- Violent Cases, cover art by Dave McKean
- Page count: 48 pages
- Publisher: Escape Books (1987); Titan Books (1991); Dark Horse (2002);

Creative team
- Writer: Neil Gaiman
- Artist: Dave McKean

Original publication
- Date of publication: 1987
- ISBN: 1569716064

= Violent Cases =

1987 short graphic novel by Neil Gaiman and illustrated by Dave McKean

Violent Cases is a short graphic novel written by Neil Gaiman and illustrated by Dave McKean. It was McKean's first published work in comics. Though drawn by McKean in shades of blue, brown, and grey, when it was first published by Escape Books in 1987, it was printed in black-and-white. Later editions have been printed in colour.

A narrator, who is drawn to look like Gaiman, tells of how, as a small child in Portsmouth, he was taken by his father to be treated by an osteopath who was once employed by Al Capone.

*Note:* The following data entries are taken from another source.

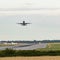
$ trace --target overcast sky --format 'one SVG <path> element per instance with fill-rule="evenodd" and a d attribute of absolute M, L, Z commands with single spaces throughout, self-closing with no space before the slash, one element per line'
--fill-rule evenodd
<path fill-rule="evenodd" d="M 0 8 L 60 8 L 60 0 L 0 0 Z"/>
<path fill-rule="evenodd" d="M 0 0 L 0 40 L 44 39 L 60 39 L 60 0 Z"/>

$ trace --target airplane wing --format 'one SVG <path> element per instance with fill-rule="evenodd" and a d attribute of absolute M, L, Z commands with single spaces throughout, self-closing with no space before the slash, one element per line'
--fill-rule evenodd
<path fill-rule="evenodd" d="M 20 24 L 20 25 L 23 25 L 23 26 L 24 26 L 24 24 L 23 24 L 23 23 L 17 23 L 17 24 Z"/>
<path fill-rule="evenodd" d="M 25 23 L 25 24 L 31 24 L 31 23 Z"/>
<path fill-rule="evenodd" d="M 23 24 L 23 23 L 17 23 L 17 24 Z"/>

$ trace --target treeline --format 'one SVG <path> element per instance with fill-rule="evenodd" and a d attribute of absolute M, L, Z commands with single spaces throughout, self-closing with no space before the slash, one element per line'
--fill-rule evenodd
<path fill-rule="evenodd" d="M 41 43 L 60 43 L 60 40 L 42 40 Z"/>
<path fill-rule="evenodd" d="M 9 56 L 60 56 L 60 51 L 12 50 L 0 51 L 0 57 Z"/>

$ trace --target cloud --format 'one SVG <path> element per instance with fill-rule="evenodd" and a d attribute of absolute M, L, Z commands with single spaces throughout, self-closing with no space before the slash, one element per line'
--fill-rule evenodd
<path fill-rule="evenodd" d="M 59 16 L 60 8 L 41 8 L 41 9 L 1 9 L 0 16 L 8 16 L 8 15 L 31 15 L 31 14 L 39 14 L 46 16 Z"/>
<path fill-rule="evenodd" d="M 59 0 L 0 0 L 0 8 L 60 8 Z"/>

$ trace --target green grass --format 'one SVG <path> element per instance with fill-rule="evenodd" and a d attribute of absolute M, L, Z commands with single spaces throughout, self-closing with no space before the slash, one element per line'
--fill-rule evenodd
<path fill-rule="evenodd" d="M 12 45 L 12 44 L 0 44 L 0 47 L 4 47 L 4 46 L 15 46 L 15 45 Z"/>
<path fill-rule="evenodd" d="M 40 51 L 60 50 L 60 43 L 48 43 L 46 48 L 39 48 Z"/>

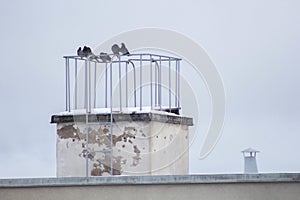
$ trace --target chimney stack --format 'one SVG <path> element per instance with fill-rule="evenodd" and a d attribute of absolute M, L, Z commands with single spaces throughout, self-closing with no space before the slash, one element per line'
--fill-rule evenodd
<path fill-rule="evenodd" d="M 256 163 L 256 153 L 258 152 L 259 151 L 252 148 L 248 148 L 242 151 L 244 156 L 244 174 L 258 173 Z"/>
<path fill-rule="evenodd" d="M 89 56 L 81 48 L 64 56 L 66 111 L 51 117 L 57 176 L 188 174 L 193 118 L 180 114 L 182 59 L 116 48 L 114 59 L 89 47 Z"/>

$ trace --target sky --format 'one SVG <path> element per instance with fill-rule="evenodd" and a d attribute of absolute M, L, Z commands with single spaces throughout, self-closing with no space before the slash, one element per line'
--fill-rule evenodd
<path fill-rule="evenodd" d="M 198 133 L 190 147 L 190 173 L 242 173 L 241 151 L 248 147 L 260 151 L 262 173 L 299 172 L 299 10 L 297 0 L 3 2 L 0 178 L 56 175 L 56 127 L 49 122 L 65 108 L 62 57 L 144 27 L 191 38 L 223 80 L 222 136 L 199 159 L 205 131 Z M 201 118 L 208 123 L 209 113 Z"/>

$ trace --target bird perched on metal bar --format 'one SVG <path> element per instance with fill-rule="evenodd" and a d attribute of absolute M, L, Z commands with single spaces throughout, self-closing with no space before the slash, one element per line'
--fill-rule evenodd
<path fill-rule="evenodd" d="M 121 48 L 119 49 L 119 51 L 122 53 L 122 55 L 130 54 L 124 43 L 121 43 Z"/>
<path fill-rule="evenodd" d="M 81 47 L 79 47 L 79 48 L 77 49 L 77 55 L 80 56 L 80 57 L 83 57 L 83 56 L 84 56 Z"/>
<path fill-rule="evenodd" d="M 111 62 L 111 57 L 107 53 L 104 53 L 104 52 L 100 53 L 100 59 L 103 62 Z"/>
<path fill-rule="evenodd" d="M 120 53 L 121 53 L 121 55 L 129 55 L 130 54 L 124 43 L 121 43 L 121 48 L 117 44 L 112 45 L 111 50 L 112 50 L 114 56 L 117 56 L 117 57 L 120 56 Z"/>
<path fill-rule="evenodd" d="M 100 62 L 95 54 L 93 54 L 92 49 L 90 47 L 84 46 L 82 49 L 82 55 L 84 57 L 90 58 L 90 59 L 95 59 L 98 62 Z"/>
<path fill-rule="evenodd" d="M 83 47 L 82 53 L 83 53 L 84 57 L 88 57 L 88 56 L 91 56 L 93 54 L 92 49 L 90 47 L 87 47 L 87 46 Z"/>
<path fill-rule="evenodd" d="M 120 47 L 117 44 L 112 45 L 111 50 L 114 54 L 114 56 L 119 57 L 120 56 Z"/>

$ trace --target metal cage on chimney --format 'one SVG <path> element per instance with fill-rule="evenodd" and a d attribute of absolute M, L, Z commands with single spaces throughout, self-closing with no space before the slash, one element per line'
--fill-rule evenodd
<path fill-rule="evenodd" d="M 154 109 L 179 114 L 180 58 L 150 53 L 115 56 L 111 62 L 98 58 L 64 56 L 66 111 Z"/>

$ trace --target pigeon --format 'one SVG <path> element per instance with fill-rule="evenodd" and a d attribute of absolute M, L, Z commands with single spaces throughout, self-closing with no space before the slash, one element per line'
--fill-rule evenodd
<path fill-rule="evenodd" d="M 87 47 L 87 46 L 83 47 L 82 53 L 83 53 L 84 57 L 88 57 L 88 56 L 91 56 L 93 54 L 91 48 Z"/>
<path fill-rule="evenodd" d="M 81 47 L 79 47 L 79 48 L 77 49 L 77 55 L 80 56 L 80 57 L 83 57 L 83 52 L 82 52 Z"/>
<path fill-rule="evenodd" d="M 112 50 L 114 56 L 117 56 L 117 57 L 120 56 L 120 54 L 119 54 L 119 52 L 120 52 L 119 45 L 117 45 L 117 44 L 112 45 L 111 50 Z"/>
<path fill-rule="evenodd" d="M 107 53 L 101 52 L 101 53 L 100 53 L 100 59 L 101 59 L 103 62 L 111 62 L 111 57 L 110 57 Z"/>
<path fill-rule="evenodd" d="M 82 50 L 82 54 L 84 57 L 95 59 L 100 62 L 95 54 L 93 54 L 92 49 L 90 47 L 84 46 Z"/>
<path fill-rule="evenodd" d="M 121 43 L 121 48 L 119 49 L 119 51 L 122 53 L 122 55 L 130 54 L 124 43 Z"/>

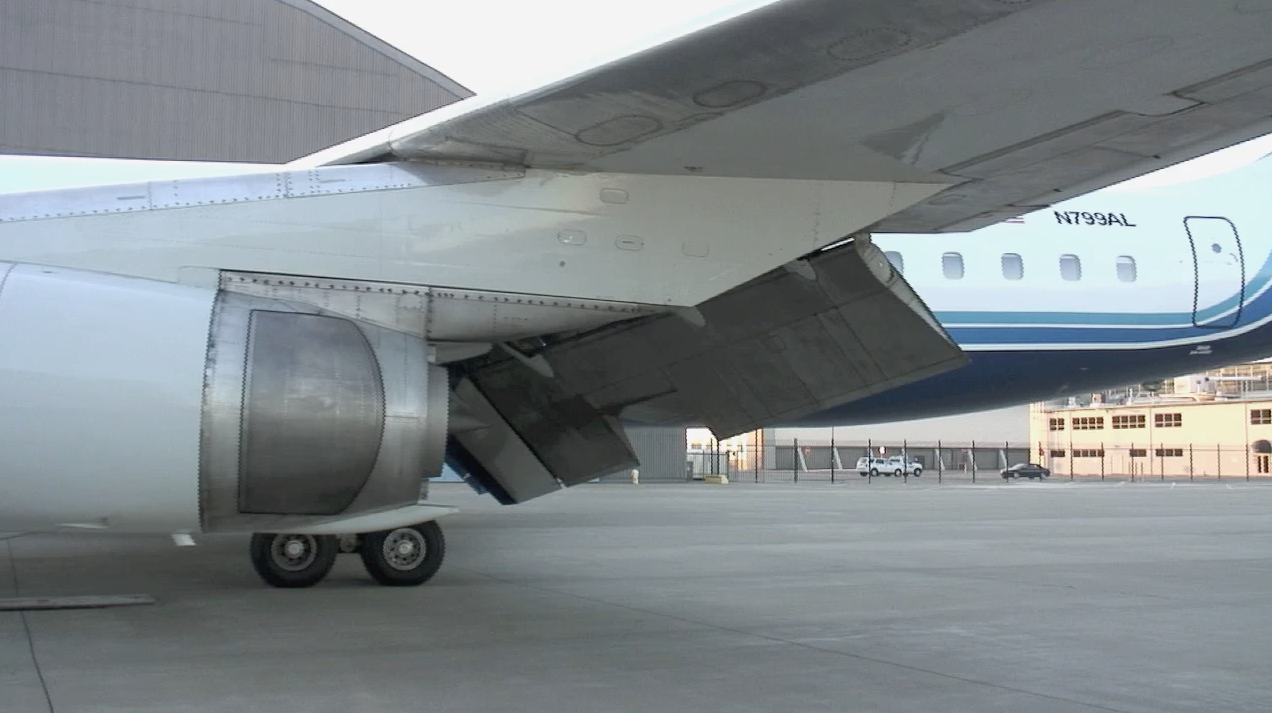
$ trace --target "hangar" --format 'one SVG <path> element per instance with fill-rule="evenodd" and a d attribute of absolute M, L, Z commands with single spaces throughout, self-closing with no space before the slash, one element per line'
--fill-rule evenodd
<path fill-rule="evenodd" d="M 5 154 L 282 163 L 471 95 L 308 0 L 0 8 Z"/>

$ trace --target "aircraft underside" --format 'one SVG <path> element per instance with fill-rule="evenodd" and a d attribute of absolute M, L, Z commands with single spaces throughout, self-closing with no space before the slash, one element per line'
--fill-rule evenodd
<path fill-rule="evenodd" d="M 871 231 L 973 230 L 1267 133 L 1257 4 L 748 2 L 269 172 L 0 196 L 0 529 L 250 532 L 272 584 L 340 551 L 417 584 L 444 461 L 523 502 L 634 466 L 625 422 L 723 438 L 958 373 Z M 60 60 L 44 24 L 23 47 Z M 218 51 L 280 41 L 224 24 L 247 34 Z M 171 113 L 85 107 L 94 134 L 208 133 L 149 75 L 107 80 Z"/>
<path fill-rule="evenodd" d="M 179 190 L 224 195 L 233 180 Z M 627 186 L 635 203 L 640 194 Z M 93 190 L 88 198 L 111 204 Z M 767 235 L 734 235 L 738 251 L 712 267 L 655 241 L 632 250 L 643 214 L 630 209 L 612 226 L 587 224 L 628 242 L 579 251 L 571 243 L 584 231 L 563 227 L 577 222 L 562 223 L 552 206 L 525 219 L 556 221 L 540 232 L 562 265 L 597 267 L 578 280 L 554 276 L 558 292 L 544 294 L 499 289 L 491 275 L 500 273 L 483 268 L 480 252 L 439 255 L 454 266 L 427 268 L 451 276 L 441 285 L 368 280 L 356 269 L 273 272 L 263 269 L 268 255 L 232 258 L 261 269 L 192 268 L 200 254 L 225 264 L 226 250 L 249 244 L 261 225 L 290 223 L 309 243 L 346 254 L 365 250 L 375 231 L 350 230 L 325 207 L 361 200 L 348 194 L 173 207 L 156 205 L 150 187 L 112 190 L 147 193 L 150 203 L 103 215 L 83 200 L 74 214 L 49 218 L 33 207 L 52 195 L 0 206 L 11 260 L 0 263 L 9 347 L 0 350 L 0 449 L 10 473 L 0 483 L 0 529 L 275 533 L 252 545 L 273 584 L 316 581 L 341 547 L 361 552 L 377 580 L 413 584 L 436 570 L 421 553 L 444 548 L 433 521 L 451 510 L 429 502 L 425 487 L 443 462 L 519 503 L 636 467 L 623 423 L 706 425 L 726 437 L 965 362 L 867 235 L 823 249 L 835 242 L 823 232 L 810 252 L 767 256 L 745 247 Z M 413 216 L 435 217 L 430 199 L 454 190 L 420 189 Z M 501 209 L 467 208 L 463 227 Z M 94 240 L 95 254 L 82 242 L 50 252 L 86 232 L 121 231 L 127 240 Z M 542 257 L 537 238 L 502 240 L 496 249 Z M 619 262 L 632 252 L 629 265 Z M 141 257 L 132 275 L 77 265 L 130 255 Z M 719 289 L 653 277 L 686 265 L 733 284 L 693 306 L 613 299 L 624 287 L 612 283 L 633 271 L 651 279 L 631 289 L 673 300 Z M 748 270 L 755 276 L 746 279 Z M 165 272 L 178 279 L 151 277 Z"/>

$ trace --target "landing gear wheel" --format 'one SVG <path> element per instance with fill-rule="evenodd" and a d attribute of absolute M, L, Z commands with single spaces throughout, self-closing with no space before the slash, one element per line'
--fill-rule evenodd
<path fill-rule="evenodd" d="M 360 554 L 375 581 L 388 587 L 414 587 L 437 574 L 446 556 L 446 538 L 435 522 L 372 532 L 363 536 Z"/>
<path fill-rule="evenodd" d="M 250 545 L 252 567 L 266 584 L 275 587 L 312 587 L 336 563 L 336 538 L 331 535 L 258 533 Z"/>
<path fill-rule="evenodd" d="M 921 478 L 921 477 L 923 477 L 923 469 L 922 469 L 922 468 L 915 468 L 915 469 L 914 469 L 914 477 L 916 477 L 916 478 Z"/>
<path fill-rule="evenodd" d="M 901 470 L 900 470 L 900 469 L 894 470 L 894 471 L 892 471 L 892 474 L 893 474 L 893 475 L 895 475 L 895 476 L 897 476 L 898 478 L 900 478 L 900 477 L 901 477 Z"/>

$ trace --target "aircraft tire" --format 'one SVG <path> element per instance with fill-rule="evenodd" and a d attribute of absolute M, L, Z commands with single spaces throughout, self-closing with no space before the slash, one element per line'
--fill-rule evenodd
<path fill-rule="evenodd" d="M 332 535 L 256 533 L 249 545 L 256 574 L 266 584 L 284 589 L 321 582 L 336 563 L 338 550 Z"/>
<path fill-rule="evenodd" d="M 921 476 L 921 475 L 923 475 L 923 469 L 922 469 L 922 468 L 915 468 L 915 469 L 914 469 L 914 477 L 918 478 L 918 477 L 919 477 L 919 476 Z"/>
<path fill-rule="evenodd" d="M 362 564 L 386 587 L 415 587 L 432 579 L 446 557 L 446 538 L 436 522 L 363 536 Z"/>
<path fill-rule="evenodd" d="M 899 470 L 894 470 L 894 471 L 892 471 L 892 474 L 893 474 L 893 475 L 895 475 L 895 476 L 897 476 L 898 478 L 900 478 L 900 477 L 901 477 L 901 471 L 899 471 Z"/>

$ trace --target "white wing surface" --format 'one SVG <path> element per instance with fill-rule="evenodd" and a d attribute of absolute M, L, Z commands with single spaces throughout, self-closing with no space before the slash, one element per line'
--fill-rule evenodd
<path fill-rule="evenodd" d="M 752 1 L 710 21 L 297 164 L 957 183 L 874 226 L 929 232 L 1272 131 L 1269 0 Z"/>

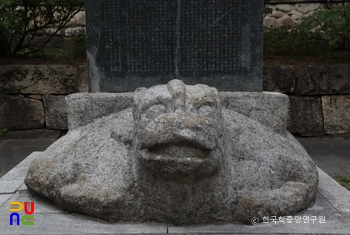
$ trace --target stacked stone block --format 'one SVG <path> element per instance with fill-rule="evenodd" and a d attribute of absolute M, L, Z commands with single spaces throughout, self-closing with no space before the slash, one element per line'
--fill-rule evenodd
<path fill-rule="evenodd" d="M 0 66 L 0 128 L 66 130 L 65 96 L 87 92 L 87 66 Z M 264 66 L 264 91 L 287 94 L 288 130 L 350 136 L 350 65 Z"/>
<path fill-rule="evenodd" d="M 289 95 L 289 131 L 350 134 L 350 65 L 265 66 L 264 91 Z"/>
<path fill-rule="evenodd" d="M 87 91 L 86 74 L 86 66 L 0 66 L 0 128 L 66 130 L 65 96 Z"/>
<path fill-rule="evenodd" d="M 273 1 L 271 1 L 273 2 Z M 320 3 L 270 5 L 267 28 L 294 25 L 324 8 Z M 43 30 L 41 37 L 52 35 Z M 56 40 L 69 41 L 85 31 L 81 11 Z M 0 128 L 66 130 L 68 94 L 87 91 L 87 66 L 0 66 Z M 264 91 L 290 97 L 289 131 L 302 136 L 350 135 L 350 65 L 265 66 Z"/>

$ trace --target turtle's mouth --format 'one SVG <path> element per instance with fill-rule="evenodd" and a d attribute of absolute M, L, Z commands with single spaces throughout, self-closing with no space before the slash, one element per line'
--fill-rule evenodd
<path fill-rule="evenodd" d="M 210 150 L 192 144 L 168 144 L 160 147 L 144 148 L 143 158 L 154 161 L 202 162 Z"/>
<path fill-rule="evenodd" d="M 220 159 L 214 124 L 199 115 L 160 115 L 141 131 L 139 160 L 154 176 L 170 181 L 211 176 L 217 172 Z"/>

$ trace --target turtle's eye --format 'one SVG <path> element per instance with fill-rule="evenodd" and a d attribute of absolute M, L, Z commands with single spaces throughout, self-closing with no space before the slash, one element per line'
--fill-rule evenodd
<path fill-rule="evenodd" d="M 214 118 L 215 116 L 215 107 L 209 106 L 209 105 L 203 105 L 198 109 L 198 115 L 207 117 L 207 118 Z"/>
<path fill-rule="evenodd" d="M 153 105 L 146 111 L 146 118 L 154 119 L 159 115 L 166 113 L 166 107 L 162 104 Z"/>

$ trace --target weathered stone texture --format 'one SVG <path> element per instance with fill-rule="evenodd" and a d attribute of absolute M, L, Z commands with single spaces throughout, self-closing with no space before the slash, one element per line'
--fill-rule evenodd
<path fill-rule="evenodd" d="M 298 81 L 297 92 L 301 95 L 327 95 L 350 93 L 350 66 L 310 65 L 305 77 Z"/>
<path fill-rule="evenodd" d="M 0 95 L 0 127 L 11 130 L 44 128 L 42 102 L 20 96 Z"/>
<path fill-rule="evenodd" d="M 272 13 L 268 14 L 268 16 L 271 16 L 275 19 L 280 19 L 284 16 L 283 12 L 278 11 L 278 8 L 276 9 L 276 7 L 272 10 Z"/>
<path fill-rule="evenodd" d="M 64 31 L 66 37 L 79 36 L 84 34 L 85 30 L 83 27 L 68 28 Z"/>
<path fill-rule="evenodd" d="M 264 91 L 294 93 L 300 68 L 289 65 L 264 66 Z"/>
<path fill-rule="evenodd" d="M 298 11 L 291 11 L 290 12 L 290 17 L 294 20 L 294 21 L 298 21 L 299 19 L 301 19 L 303 17 L 303 14 L 298 12 Z"/>
<path fill-rule="evenodd" d="M 263 24 L 265 28 L 276 28 L 277 22 L 276 19 L 272 17 L 265 17 Z"/>
<path fill-rule="evenodd" d="M 307 14 L 320 8 L 320 6 L 321 5 L 319 3 L 298 3 L 295 5 L 295 10 L 299 11 L 300 13 Z"/>
<path fill-rule="evenodd" d="M 290 17 L 282 17 L 277 20 L 277 28 L 281 28 L 282 26 L 294 26 L 295 22 L 292 18 Z"/>
<path fill-rule="evenodd" d="M 55 36 L 61 36 L 62 35 L 62 31 L 57 31 L 57 29 L 55 28 L 48 28 L 48 29 L 45 29 L 45 33 L 48 35 L 48 36 L 52 36 L 54 35 L 54 33 L 56 33 Z"/>
<path fill-rule="evenodd" d="M 80 65 L 78 67 L 78 71 L 79 71 L 79 77 L 76 80 L 76 85 L 75 85 L 77 92 L 89 92 L 87 64 Z"/>
<path fill-rule="evenodd" d="M 279 4 L 278 10 L 288 13 L 293 10 L 293 6 L 291 4 Z"/>
<path fill-rule="evenodd" d="M 288 130 L 302 136 L 323 135 L 323 115 L 320 97 L 289 97 L 290 121 Z"/>
<path fill-rule="evenodd" d="M 241 113 L 284 134 L 287 127 L 288 96 L 263 92 L 220 92 L 222 106 Z"/>
<path fill-rule="evenodd" d="M 85 17 L 85 11 L 78 12 L 75 16 L 75 25 L 76 26 L 85 26 L 86 23 L 86 17 Z"/>
<path fill-rule="evenodd" d="M 77 69 L 70 65 L 0 66 L 0 93 L 71 94 Z"/>
<path fill-rule="evenodd" d="M 271 24 L 265 24 L 265 19 L 267 22 L 271 22 L 271 18 L 277 19 L 276 27 L 281 27 L 283 25 L 294 25 L 302 22 L 304 17 L 313 14 L 316 10 L 322 8 L 321 4 L 312 3 L 288 3 L 288 4 L 271 4 L 267 5 L 272 9 L 271 13 L 266 14 L 264 18 L 264 27 L 270 28 Z"/>
<path fill-rule="evenodd" d="M 44 95 L 45 120 L 48 129 L 68 129 L 67 105 L 64 95 Z"/>
<path fill-rule="evenodd" d="M 32 192 L 110 222 L 251 223 L 313 203 L 317 170 L 297 140 L 222 107 L 215 88 L 172 80 L 138 89 L 124 110 L 113 110 L 115 98 L 67 99 L 80 128 L 32 162 L 25 179 Z M 121 106 L 130 105 L 124 98 Z M 274 113 L 268 102 L 241 105 L 250 103 Z"/>
<path fill-rule="evenodd" d="M 325 134 L 350 133 L 350 95 L 322 97 Z"/>
<path fill-rule="evenodd" d="M 70 130 L 132 107 L 133 93 L 77 93 L 66 97 Z"/>
<path fill-rule="evenodd" d="M 30 95 L 28 98 L 36 99 L 36 100 L 43 100 L 43 95 Z"/>

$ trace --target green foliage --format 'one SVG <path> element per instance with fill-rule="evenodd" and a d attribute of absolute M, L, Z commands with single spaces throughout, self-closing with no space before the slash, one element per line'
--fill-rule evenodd
<path fill-rule="evenodd" d="M 350 190 L 350 177 L 346 176 L 335 176 L 333 177 L 341 186 Z"/>
<path fill-rule="evenodd" d="M 322 38 L 330 46 L 344 49 L 350 42 L 350 5 L 334 5 L 328 10 L 318 10 L 304 18 L 296 29 L 305 33 L 315 27 L 322 32 Z"/>
<path fill-rule="evenodd" d="M 30 60 L 45 60 L 47 62 L 55 61 L 60 63 L 76 63 L 86 61 L 86 34 L 81 32 L 79 36 L 72 37 L 72 49 L 64 48 L 43 48 L 41 51 L 27 55 Z"/>
<path fill-rule="evenodd" d="M 264 56 L 265 59 L 327 56 L 338 60 L 349 56 L 349 40 L 350 5 L 338 5 L 318 10 L 294 27 L 264 29 Z"/>
<path fill-rule="evenodd" d="M 317 32 L 298 31 L 290 26 L 264 29 L 265 57 L 320 55 L 328 50 Z"/>
<path fill-rule="evenodd" d="M 0 136 L 3 136 L 7 132 L 7 129 L 0 128 Z"/>
<path fill-rule="evenodd" d="M 80 11 L 83 0 L 1 0 L 0 56 L 40 51 Z M 44 28 L 51 36 L 33 40 Z"/>
<path fill-rule="evenodd" d="M 272 13 L 272 8 L 269 7 L 270 0 L 264 0 L 264 18 L 267 14 Z"/>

The nature of the narrator's relationship with his father, the tales the osteopath told, and the disturbing events that followed, are partially obscured by the narrator's imperfect recollection, since he was not old enough to understand those properly at the time.

The book won the 1988 Mekon Award for "Best British Work", presented by the Society of Strip Illustration. It was nominated for the 1992 Harvey Award for "Best Graphic Album: Previous Released Material".